Published online by Cambridge University Press: 28 March 2008
Government regulation of business in America has reflected a unique mix of ideas, policies, and institutional arrangements. In Europe, Japan, Canada, and Latin America, combinations of state-owned enterprise and discretionary administrative supervision were the normal forms of governmental control of business. In the United States, by contrast, semi-autonomous bureaucracies, with formalized procedures and close judicial oversight, developed detailed control over a substantial segment of private enterprise.
Government regulation in the United States has generally not been an affirmative public act, primarily because the citizenry has been so suspicious of central government authority.
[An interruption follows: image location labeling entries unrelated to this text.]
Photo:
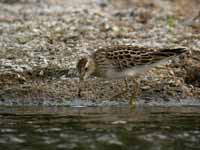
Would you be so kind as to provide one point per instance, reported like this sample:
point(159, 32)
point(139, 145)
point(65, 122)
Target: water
point(99, 128)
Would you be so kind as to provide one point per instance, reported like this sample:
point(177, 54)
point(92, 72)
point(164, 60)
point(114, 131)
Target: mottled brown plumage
point(124, 60)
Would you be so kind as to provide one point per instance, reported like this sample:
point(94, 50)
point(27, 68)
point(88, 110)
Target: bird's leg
point(79, 88)
point(134, 94)
point(123, 92)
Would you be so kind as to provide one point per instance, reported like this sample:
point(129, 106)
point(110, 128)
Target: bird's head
point(85, 67)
In political debate, proponents of regulation have felt compelled to argue that some sorts of market or managerial failure justified regulatory intervention. These include what economists call externalities (such as environmental effluents), informational problems (such as consumer-product labeling), public goods (airwaves or the banking system), the presence of natural monopoly (in which one firm has lower unit costs than two or more firms at any level of output), and anticompetitive behavior (leading to price discrimination or collusion). Yet, quite often the impetus for federal regulation came from business managers seeking to mitigate “excessive” domestic or international competition, macroeconomic instabilities, perceived structural problems (such as depleting resources), or even political interference (from state and local legislatures or popular movements).